ESP Workload Automation

  • 1.  Any ideas for checking an event for suspension and providing an alert?

    Posted Feb 24, 2017 08:42 PM

    Hello folks. Does anyone know of a solution that will check a specific ESP event (identified as "critical" by the business) and provide an alert if it has been suspended? Use cases: An application has requested to suspend one their events due to a large application release. After the smoke has cleared, the application missed the step to re-activate the event. After several days, it was revealed, through a customer channel, that data was not being transmitted. Or, Operations suspended the wrong event or missed turning an event back on.



  • 2.  Re: Any ideas for checking an event for suspension and providing an alert?
    Best Answer

    Posted Feb 27, 2017 10:04 AM

    You could use the LIST command to display event information.

    Note: When you issue the LIST command from page mode, you must use the abbreviated form of the LIST command (L).

     

    You could do this for a specific event or all events "-"

    An example from my Development system.

     

    L LEVEL(<PREFIX>.-)                    

    <PREFIX>.EVENT1            IS SUSPENDED      

    <PREFIX>.EVENT2            REQUIRES TRIGGER  

    <PREFIX>.EVENT3            NEXT DUE AT 07.58.00 ON TUE FEB 28TH, 2017

     

    In the example above I used the hyphen to get many events,  You could do that or just the specific event you are looking for.

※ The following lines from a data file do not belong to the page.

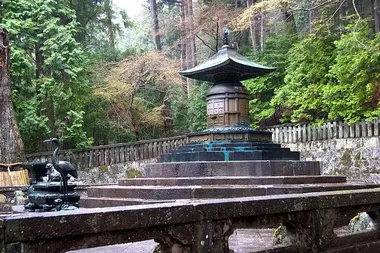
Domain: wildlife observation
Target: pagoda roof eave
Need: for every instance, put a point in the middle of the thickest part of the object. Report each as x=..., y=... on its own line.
x=226, y=61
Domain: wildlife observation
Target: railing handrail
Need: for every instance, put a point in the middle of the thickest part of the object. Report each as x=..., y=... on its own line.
x=318, y=213
x=122, y=144
x=291, y=133
x=115, y=153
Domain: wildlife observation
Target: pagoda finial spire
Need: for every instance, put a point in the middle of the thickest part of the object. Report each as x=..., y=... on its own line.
x=226, y=33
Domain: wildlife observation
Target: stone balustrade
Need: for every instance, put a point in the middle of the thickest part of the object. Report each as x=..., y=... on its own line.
x=136, y=151
x=113, y=154
x=201, y=226
x=327, y=131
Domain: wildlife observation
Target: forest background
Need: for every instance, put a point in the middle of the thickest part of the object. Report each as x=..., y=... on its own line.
x=83, y=71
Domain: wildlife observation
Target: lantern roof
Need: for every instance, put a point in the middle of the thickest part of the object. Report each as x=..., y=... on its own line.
x=226, y=62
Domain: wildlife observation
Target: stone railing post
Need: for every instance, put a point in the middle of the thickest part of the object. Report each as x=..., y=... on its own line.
x=311, y=231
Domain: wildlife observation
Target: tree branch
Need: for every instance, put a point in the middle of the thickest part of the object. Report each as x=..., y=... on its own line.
x=204, y=43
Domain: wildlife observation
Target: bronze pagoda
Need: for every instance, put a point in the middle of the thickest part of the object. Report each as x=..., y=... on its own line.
x=227, y=99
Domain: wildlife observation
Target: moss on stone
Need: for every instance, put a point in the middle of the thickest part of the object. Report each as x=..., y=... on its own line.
x=132, y=173
x=345, y=159
x=279, y=235
x=103, y=169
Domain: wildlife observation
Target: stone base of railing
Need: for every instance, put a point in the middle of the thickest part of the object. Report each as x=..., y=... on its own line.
x=203, y=226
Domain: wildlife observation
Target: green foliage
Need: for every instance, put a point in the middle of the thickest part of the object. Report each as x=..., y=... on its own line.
x=72, y=130
x=354, y=89
x=305, y=76
x=262, y=88
x=189, y=112
x=48, y=71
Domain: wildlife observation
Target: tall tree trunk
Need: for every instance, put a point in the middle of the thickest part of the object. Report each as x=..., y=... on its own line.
x=155, y=26
x=376, y=9
x=254, y=27
x=11, y=145
x=183, y=41
x=193, y=60
x=189, y=47
x=262, y=32
x=110, y=27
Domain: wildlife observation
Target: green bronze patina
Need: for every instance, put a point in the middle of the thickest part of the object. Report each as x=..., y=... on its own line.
x=227, y=100
x=228, y=65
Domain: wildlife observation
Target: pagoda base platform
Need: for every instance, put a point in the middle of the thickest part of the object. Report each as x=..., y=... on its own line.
x=230, y=133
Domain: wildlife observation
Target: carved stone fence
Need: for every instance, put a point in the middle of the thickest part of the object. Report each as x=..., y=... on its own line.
x=204, y=226
x=113, y=154
x=327, y=131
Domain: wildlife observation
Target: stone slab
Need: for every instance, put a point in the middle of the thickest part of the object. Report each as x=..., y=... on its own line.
x=215, y=191
x=233, y=168
x=231, y=180
x=32, y=226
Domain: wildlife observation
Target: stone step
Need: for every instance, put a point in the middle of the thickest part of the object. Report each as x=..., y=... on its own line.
x=92, y=202
x=231, y=180
x=232, y=146
x=230, y=149
x=236, y=143
x=215, y=191
x=230, y=156
x=232, y=168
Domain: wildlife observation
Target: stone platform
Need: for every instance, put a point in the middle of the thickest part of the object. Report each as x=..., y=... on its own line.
x=159, y=190
x=220, y=169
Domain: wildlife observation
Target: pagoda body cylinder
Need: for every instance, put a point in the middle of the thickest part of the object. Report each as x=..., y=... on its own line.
x=227, y=105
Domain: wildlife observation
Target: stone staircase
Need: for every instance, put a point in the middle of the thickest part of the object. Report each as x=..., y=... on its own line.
x=221, y=169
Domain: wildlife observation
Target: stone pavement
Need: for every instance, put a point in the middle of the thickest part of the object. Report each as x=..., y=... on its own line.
x=243, y=240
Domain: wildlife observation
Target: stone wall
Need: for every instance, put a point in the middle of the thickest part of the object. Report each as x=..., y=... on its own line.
x=110, y=174
x=356, y=158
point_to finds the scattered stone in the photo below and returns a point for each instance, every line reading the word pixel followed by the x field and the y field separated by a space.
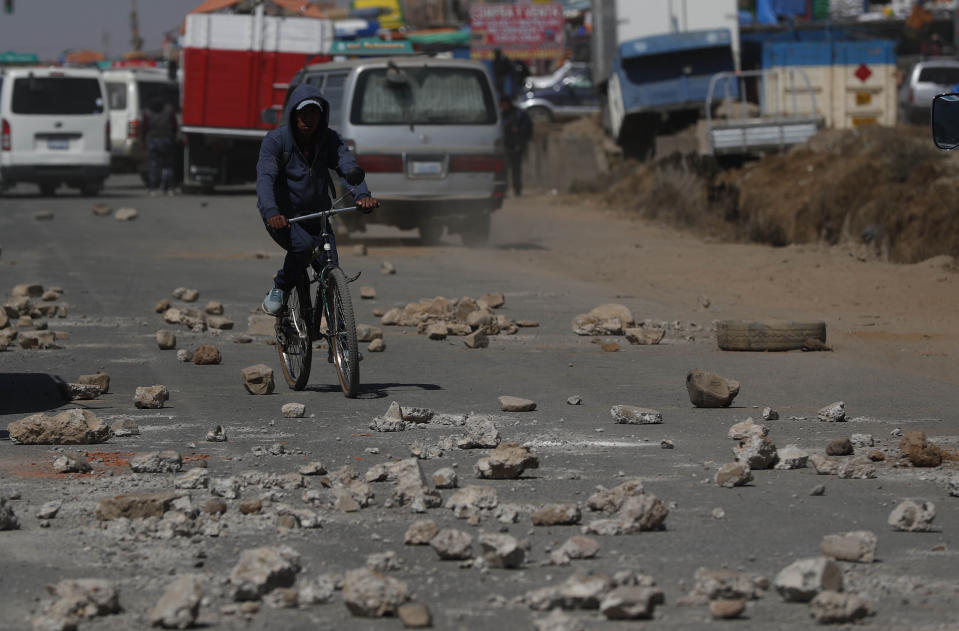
pixel 469 500
pixel 911 516
pixel 733 474
pixel 576 547
pixel 501 550
pixel 166 340
pixel 862 441
pixel 481 433
pixel 293 410
pixel 631 603
pixel 833 413
pixel 507 461
pixel 645 337
pixel 918 451
pixel 792 457
pixel 839 447
pixel 557 515
pixel 151 397
pixel 100 379
pixel 801 580
pixel 250 507
pixel 445 478
pixel 709 390
pixel 71 427
pixel 415 615
pixel 632 415
pixel 261 570
pixel 725 609
pixel 179 606
pixel 858 546
pixel 49 510
pixel 372 594
pixel 30 340
pixel 258 379
pixel 516 404
pixel 611 500
pixel 167 461
pixel 8 519
pixel 833 607
pixel 78 391
pixel 195 478
pixel 420 532
pixel 219 323
pixel 476 339
pixel 71 463
pixel 134 505
pixel 206 355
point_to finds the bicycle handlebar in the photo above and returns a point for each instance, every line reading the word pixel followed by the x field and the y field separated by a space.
pixel 325 213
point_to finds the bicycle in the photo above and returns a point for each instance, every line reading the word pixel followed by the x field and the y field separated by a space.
pixel 330 316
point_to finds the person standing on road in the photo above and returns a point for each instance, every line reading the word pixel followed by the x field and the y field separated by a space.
pixel 517 130
pixel 159 132
pixel 292 178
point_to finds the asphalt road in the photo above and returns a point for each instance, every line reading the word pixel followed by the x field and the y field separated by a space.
pixel 114 272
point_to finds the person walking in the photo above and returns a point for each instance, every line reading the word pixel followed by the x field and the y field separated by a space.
pixel 159 133
pixel 517 130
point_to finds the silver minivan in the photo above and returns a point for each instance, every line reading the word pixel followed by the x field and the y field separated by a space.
pixel 55 129
pixel 427 132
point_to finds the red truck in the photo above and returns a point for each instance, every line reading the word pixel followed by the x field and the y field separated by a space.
pixel 234 67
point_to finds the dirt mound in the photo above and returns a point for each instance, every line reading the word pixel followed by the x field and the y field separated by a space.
pixel 887 189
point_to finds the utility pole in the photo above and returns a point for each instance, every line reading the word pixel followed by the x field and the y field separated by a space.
pixel 136 42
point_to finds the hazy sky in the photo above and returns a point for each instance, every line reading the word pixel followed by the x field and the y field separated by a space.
pixel 46 27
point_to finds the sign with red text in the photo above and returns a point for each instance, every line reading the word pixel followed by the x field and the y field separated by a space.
pixel 525 31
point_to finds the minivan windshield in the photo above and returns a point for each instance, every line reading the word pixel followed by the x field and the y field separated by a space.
pixel 423 95
pixel 57 95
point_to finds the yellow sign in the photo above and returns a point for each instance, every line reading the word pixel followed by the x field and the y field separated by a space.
pixel 391 18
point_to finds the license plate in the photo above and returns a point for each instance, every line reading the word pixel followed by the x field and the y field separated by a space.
pixel 427 168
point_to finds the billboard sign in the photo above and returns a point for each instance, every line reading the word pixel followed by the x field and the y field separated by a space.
pixel 526 31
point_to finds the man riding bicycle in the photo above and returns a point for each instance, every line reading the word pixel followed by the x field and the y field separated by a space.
pixel 292 178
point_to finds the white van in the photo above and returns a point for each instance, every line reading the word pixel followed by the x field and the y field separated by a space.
pixel 428 134
pixel 129 90
pixel 55 129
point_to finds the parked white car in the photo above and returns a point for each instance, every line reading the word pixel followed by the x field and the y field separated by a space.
pixel 129 91
pixel 55 129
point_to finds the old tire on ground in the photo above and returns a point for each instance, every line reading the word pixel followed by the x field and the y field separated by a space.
pixel 747 335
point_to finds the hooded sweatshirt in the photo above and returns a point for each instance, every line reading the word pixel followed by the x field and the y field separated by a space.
pixel 286 183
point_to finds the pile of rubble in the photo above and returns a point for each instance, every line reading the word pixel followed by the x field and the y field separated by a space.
pixel 24 317
pixel 474 320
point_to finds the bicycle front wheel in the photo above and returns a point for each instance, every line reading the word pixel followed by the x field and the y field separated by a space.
pixel 293 337
pixel 342 332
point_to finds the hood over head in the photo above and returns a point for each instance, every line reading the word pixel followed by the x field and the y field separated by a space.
pixel 301 93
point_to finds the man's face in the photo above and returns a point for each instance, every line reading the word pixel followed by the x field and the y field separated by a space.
pixel 308 120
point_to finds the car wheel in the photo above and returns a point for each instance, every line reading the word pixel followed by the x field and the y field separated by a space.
pixel 539 114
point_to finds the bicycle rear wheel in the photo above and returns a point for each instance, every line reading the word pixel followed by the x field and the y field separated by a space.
pixel 293 337
pixel 342 332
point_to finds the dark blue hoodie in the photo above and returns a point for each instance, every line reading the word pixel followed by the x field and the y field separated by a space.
pixel 286 184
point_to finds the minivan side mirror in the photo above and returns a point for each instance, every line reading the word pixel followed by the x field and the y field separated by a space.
pixel 270 116
pixel 945 121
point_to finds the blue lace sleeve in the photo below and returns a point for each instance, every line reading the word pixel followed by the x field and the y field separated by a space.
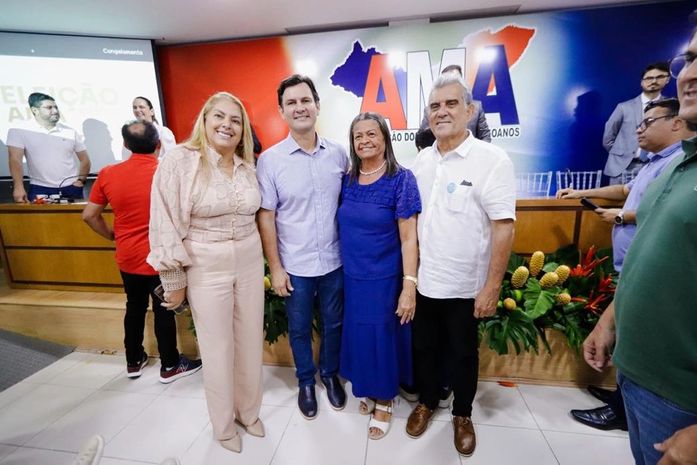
pixel 408 198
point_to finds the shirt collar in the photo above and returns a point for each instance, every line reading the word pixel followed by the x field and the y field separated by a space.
pixel 689 146
pixel 215 158
pixel 36 124
pixel 666 151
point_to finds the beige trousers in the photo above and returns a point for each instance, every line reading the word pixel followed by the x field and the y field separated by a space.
pixel 226 292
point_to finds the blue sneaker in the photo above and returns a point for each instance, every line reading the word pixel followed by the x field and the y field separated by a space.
pixel 186 367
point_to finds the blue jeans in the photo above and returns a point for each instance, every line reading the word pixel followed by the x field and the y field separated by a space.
pixel 299 306
pixel 651 419
pixel 68 192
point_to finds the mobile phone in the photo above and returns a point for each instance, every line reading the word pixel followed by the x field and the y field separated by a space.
pixel 588 204
pixel 160 293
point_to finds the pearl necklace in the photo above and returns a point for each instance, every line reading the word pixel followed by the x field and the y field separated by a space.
pixel 370 173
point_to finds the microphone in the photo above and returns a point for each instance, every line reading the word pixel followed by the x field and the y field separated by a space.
pixel 60 185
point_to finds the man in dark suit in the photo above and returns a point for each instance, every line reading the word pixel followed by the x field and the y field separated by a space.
pixel 619 138
pixel 477 125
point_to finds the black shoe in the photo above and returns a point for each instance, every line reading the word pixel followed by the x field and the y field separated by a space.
pixel 335 392
pixel 445 397
pixel 307 402
pixel 603 418
pixel 603 395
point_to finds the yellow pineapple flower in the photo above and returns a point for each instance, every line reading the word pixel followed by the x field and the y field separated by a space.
pixel 520 275
pixel 563 272
pixel 537 261
pixel 509 304
pixel 549 279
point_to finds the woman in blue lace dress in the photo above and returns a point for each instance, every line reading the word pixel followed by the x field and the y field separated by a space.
pixel 377 233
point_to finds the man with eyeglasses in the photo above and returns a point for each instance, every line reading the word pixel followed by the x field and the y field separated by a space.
pixel 660 134
pixel 620 138
pixel 654 319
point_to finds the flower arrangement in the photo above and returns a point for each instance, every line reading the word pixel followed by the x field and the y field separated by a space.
pixel 563 291
pixel 547 293
pixel 275 316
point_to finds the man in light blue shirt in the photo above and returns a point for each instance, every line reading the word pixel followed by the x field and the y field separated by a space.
pixel 300 182
pixel 660 133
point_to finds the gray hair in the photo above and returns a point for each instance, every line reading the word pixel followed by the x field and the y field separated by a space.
pixel 447 79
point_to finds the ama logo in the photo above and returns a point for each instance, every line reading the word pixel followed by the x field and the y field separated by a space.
pixel 400 95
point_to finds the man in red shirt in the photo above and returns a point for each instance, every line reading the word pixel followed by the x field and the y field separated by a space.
pixel 126 187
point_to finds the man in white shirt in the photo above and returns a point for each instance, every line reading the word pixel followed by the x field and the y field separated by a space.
pixel 56 155
pixel 467 189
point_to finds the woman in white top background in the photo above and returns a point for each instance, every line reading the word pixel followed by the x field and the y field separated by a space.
pixel 143 111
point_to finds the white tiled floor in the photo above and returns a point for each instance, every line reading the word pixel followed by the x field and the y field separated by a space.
pixel 45 419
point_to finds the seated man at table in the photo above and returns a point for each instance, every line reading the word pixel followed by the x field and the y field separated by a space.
pixel 126 187
pixel 660 134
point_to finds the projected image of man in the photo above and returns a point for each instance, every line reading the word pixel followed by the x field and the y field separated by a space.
pixel 56 155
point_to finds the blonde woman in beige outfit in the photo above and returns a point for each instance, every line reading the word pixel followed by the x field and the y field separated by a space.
pixel 205 244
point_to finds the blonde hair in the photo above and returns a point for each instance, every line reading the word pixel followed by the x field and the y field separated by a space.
pixel 198 140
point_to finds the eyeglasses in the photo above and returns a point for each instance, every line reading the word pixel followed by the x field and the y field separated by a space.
pixel 680 62
pixel 655 78
pixel 647 122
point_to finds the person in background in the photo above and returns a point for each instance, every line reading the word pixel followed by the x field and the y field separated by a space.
pixel 620 138
pixel 143 111
pixel 377 236
pixel 205 244
pixel 56 155
pixel 126 187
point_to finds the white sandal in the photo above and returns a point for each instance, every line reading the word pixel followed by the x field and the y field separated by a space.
pixel 367 406
pixel 382 426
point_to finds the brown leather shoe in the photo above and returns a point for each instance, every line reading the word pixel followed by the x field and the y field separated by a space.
pixel 465 440
pixel 418 420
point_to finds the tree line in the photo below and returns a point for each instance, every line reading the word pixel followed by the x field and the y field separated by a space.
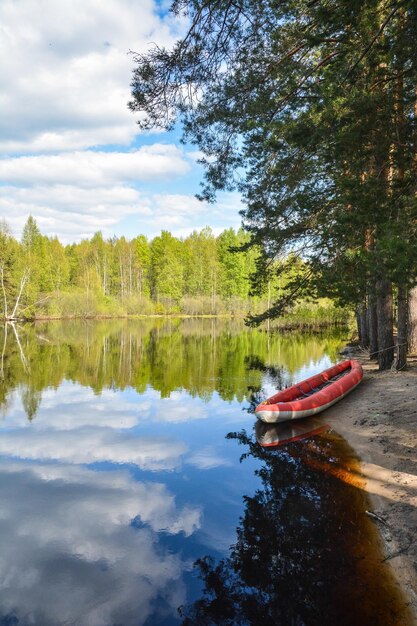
pixel 198 274
pixel 309 108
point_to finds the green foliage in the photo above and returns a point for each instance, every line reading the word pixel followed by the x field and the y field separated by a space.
pixel 198 275
pixel 308 109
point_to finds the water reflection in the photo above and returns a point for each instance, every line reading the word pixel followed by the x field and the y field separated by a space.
pixel 201 356
pixel 305 553
pixel 72 554
pixel 115 474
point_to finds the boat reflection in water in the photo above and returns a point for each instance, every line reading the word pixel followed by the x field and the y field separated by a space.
pixel 305 553
pixel 273 435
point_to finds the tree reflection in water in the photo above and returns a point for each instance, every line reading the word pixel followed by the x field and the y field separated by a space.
pixel 305 551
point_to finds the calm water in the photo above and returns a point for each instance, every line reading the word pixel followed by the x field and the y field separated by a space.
pixel 116 476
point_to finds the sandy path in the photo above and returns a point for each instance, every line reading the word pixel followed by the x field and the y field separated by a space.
pixel 379 420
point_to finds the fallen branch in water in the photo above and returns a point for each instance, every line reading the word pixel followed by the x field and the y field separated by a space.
pixel 376 517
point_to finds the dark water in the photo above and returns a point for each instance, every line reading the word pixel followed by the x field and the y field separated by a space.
pixel 120 468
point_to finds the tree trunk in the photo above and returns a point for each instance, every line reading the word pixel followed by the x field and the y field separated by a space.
pixel 385 324
pixel 372 327
pixel 412 321
pixel 361 319
pixel 402 328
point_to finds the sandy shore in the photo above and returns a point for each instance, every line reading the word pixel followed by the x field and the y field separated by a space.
pixel 379 421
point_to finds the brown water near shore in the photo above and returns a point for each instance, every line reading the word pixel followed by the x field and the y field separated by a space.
pixel 308 550
pixel 371 593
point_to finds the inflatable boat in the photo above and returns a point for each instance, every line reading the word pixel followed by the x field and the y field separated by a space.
pixel 313 395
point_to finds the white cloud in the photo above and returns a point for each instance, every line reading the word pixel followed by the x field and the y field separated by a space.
pixel 66 79
pixel 69 553
pixel 90 445
pixel 64 88
pixel 207 458
pixel 88 168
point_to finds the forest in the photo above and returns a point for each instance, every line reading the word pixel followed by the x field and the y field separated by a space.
pixel 196 275
pixel 309 109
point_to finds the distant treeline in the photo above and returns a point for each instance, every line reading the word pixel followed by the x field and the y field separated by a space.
pixel 196 275
pixel 116 354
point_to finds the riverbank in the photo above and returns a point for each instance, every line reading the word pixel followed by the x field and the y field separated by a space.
pixel 379 421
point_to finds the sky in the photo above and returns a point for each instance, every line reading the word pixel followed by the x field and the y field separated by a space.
pixel 71 152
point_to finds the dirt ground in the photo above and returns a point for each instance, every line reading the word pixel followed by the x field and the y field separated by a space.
pixel 379 421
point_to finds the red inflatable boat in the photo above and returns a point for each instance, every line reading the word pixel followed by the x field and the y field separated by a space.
pixel 312 395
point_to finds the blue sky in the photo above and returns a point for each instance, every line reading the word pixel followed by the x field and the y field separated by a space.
pixel 71 153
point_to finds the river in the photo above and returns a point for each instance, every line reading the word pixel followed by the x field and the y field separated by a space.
pixel 134 491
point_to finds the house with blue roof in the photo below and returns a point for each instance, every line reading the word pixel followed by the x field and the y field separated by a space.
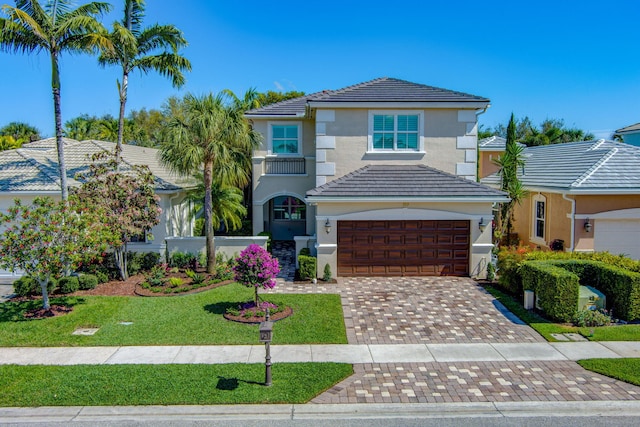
pixel 583 196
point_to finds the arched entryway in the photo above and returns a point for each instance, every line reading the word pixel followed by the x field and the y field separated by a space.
pixel 287 217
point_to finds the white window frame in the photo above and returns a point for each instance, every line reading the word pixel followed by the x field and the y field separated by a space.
pixel 396 113
pixel 539 198
pixel 270 126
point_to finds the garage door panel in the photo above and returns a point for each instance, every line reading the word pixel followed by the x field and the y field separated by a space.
pixel 391 248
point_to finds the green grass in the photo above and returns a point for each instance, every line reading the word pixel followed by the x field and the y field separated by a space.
pixel 194 319
pixel 545 327
pixel 115 385
pixel 627 370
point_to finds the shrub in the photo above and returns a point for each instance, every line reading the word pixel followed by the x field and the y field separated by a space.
pixel 149 260
pixel 308 267
pixel 87 281
pixel 305 252
pixel 591 318
pixel 27 286
pixel 69 284
pixel 327 273
pixel 183 260
pixel 557 289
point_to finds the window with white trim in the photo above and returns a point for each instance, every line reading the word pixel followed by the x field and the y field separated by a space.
pixel 539 217
pixel 395 131
pixel 285 138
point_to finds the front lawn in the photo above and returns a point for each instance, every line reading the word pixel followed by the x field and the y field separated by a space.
pixel 112 385
pixel 546 327
pixel 194 319
pixel 627 370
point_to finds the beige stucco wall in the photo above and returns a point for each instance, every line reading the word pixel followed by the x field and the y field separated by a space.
pixel 481 245
pixel 557 224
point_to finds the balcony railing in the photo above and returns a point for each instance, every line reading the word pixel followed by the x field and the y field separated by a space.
pixel 285 166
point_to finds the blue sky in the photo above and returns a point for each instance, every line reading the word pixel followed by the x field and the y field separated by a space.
pixel 566 59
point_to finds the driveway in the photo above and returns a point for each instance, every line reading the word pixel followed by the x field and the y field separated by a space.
pixel 420 310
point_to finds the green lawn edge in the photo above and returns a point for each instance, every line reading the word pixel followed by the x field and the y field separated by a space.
pixel 195 319
pixel 120 385
pixel 545 327
pixel 627 370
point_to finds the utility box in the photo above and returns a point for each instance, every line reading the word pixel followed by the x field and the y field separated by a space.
pixel 591 299
pixel 529 300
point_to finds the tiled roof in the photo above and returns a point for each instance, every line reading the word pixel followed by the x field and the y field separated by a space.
pixel 494 143
pixel 34 166
pixel 410 181
pixel 580 166
pixel 382 90
pixel 631 128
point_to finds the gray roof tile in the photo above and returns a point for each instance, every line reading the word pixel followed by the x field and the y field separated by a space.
pixel 384 89
pixel 580 166
pixel 418 181
pixel 34 166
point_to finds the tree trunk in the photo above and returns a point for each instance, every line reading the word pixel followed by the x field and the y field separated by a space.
pixel 123 102
pixel 120 254
pixel 208 213
pixel 55 86
pixel 45 294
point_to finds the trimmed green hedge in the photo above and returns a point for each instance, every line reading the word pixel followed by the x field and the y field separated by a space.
pixel 556 282
pixel 308 267
pixel 557 289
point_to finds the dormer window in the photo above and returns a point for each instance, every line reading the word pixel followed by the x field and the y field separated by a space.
pixel 395 131
pixel 285 138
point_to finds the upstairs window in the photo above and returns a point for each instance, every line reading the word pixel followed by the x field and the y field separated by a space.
pixel 395 132
pixel 539 217
pixel 285 139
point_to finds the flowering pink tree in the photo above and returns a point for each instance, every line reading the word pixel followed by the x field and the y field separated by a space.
pixel 255 267
pixel 47 238
pixel 127 197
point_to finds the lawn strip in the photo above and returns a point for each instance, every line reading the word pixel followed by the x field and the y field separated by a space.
pixel 116 385
pixel 195 319
pixel 627 370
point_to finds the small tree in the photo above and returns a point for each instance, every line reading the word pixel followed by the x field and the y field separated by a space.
pixel 46 239
pixel 127 198
pixel 255 267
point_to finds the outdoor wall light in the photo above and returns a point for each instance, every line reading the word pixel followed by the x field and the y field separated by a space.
pixel 327 226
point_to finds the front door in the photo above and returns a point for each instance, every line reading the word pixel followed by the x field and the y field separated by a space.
pixel 288 218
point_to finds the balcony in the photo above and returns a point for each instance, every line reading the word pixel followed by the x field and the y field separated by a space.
pixel 284 166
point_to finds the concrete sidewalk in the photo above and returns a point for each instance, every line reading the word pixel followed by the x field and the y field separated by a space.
pixel 345 353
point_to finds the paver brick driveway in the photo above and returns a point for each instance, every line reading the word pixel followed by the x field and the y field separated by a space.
pixel 419 310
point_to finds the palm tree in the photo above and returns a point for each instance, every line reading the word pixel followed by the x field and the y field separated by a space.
pixel 134 48
pixel 54 27
pixel 211 134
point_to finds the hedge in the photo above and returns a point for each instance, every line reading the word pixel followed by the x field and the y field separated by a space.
pixel 308 267
pixel 557 289
pixel 620 286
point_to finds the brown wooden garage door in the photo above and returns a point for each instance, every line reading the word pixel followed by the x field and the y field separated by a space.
pixel 403 248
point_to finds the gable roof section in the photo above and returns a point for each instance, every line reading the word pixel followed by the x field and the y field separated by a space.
pixel 581 167
pixel 34 167
pixel 629 129
pixel 382 90
pixel 393 182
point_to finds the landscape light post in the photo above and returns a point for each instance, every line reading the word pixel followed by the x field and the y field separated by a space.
pixel 266 333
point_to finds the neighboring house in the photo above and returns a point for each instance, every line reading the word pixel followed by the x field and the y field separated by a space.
pixel 586 194
pixel 490 149
pixel 32 171
pixel 630 134
pixel 382 173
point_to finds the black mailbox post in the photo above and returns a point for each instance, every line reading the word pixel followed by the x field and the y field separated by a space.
pixel 266 332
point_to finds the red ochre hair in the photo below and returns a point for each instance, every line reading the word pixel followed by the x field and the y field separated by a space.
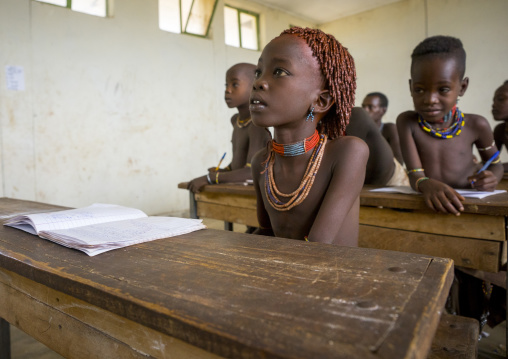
pixel 338 68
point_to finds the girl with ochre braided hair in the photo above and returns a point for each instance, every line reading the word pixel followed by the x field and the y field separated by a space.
pixel 309 178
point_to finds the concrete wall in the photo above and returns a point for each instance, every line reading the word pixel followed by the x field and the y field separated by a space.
pixel 381 41
pixel 115 110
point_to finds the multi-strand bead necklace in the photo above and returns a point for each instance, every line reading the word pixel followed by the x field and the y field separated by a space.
pixel 316 141
pixel 242 123
pixel 445 133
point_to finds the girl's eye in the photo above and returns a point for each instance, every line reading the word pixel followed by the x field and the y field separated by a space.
pixel 280 72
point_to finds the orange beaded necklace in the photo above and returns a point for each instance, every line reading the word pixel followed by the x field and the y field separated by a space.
pixel 296 148
pixel 298 196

    You could create a REXX program that send the L LEVEL(<PREFIX>.-) command to ESP and check for SUSPENED.  Call the REXX program from a JCL Program that is an ESP Job that is scheduled at your desired interval. 

    Does that sound like something that would provide what you need?



  • 3.  Re: Any ideas for checking an event for suspension and providing an alert?

    Posted Feb 27, 2017 04:39 PM

    Hi Rick,

     

    I like your idea and I believe we may have function like that provided by our product support team. The missing link is identifying which events are considered "critical" so that an action can be taken without having a manual review. It sounds like another process is needed to scrub down the LIST results and bump them against a control member that contains the critical list. A concern here is by having a list means that it would need an owner and to be maintained.

     

    A tentative solution that I'm kicking around:

     

    1. In each "critical" event, insert a self-completing task (SCT) in the triggered APPL. The task would simply execute at a specific time. Could be right after generation load or 2 hours before execution.

     

    2. Create a new event and APPL that defines a self-completing task for each "critical" event uses the above task an external job dependency. I could then use the DUEOUT sensor to flag a suspended event an dispatch an alert. Another thought is replace the externals with resources and basically flip the resource on (using the above method), checking it for availability and then resetting it back to off for the next generation load. I would able to use DUEOUT for this method as well.

     

    It's not 100% fool proof, but I think it covers the 80/20 rule.

     

    Thoughts?



  • 4.  Re: Any ideas for checking an event for suspension and providing an alert?

    Posted Feb 28, 2017 08:15 AM

    The issues I see are

    • If the event is not identified as critical you will not report on it
    • Maintenance of the list

     

    Maybe it would be better to report on all suspend events.

    • Schedule a job at defined intervals to do L LEVEL(<PREFIX>.-) and write the output to a dataset
    • The next run of the job would compare the before and after datasets for the differences, Suspended events would be reported. In my environment we have SuperC and I created a JCL with PGM=ISRSUPC,PARM=('DELTAL,LINECMP' when needing to compare datasets

     

    This method would be self-maintaining not requiring Application group to inform you of what is critical. 


    The list of suspended events would need to be researched by Operations/Application owner.

     

    In a Production environment shouldn't all events be in a non-suspended state?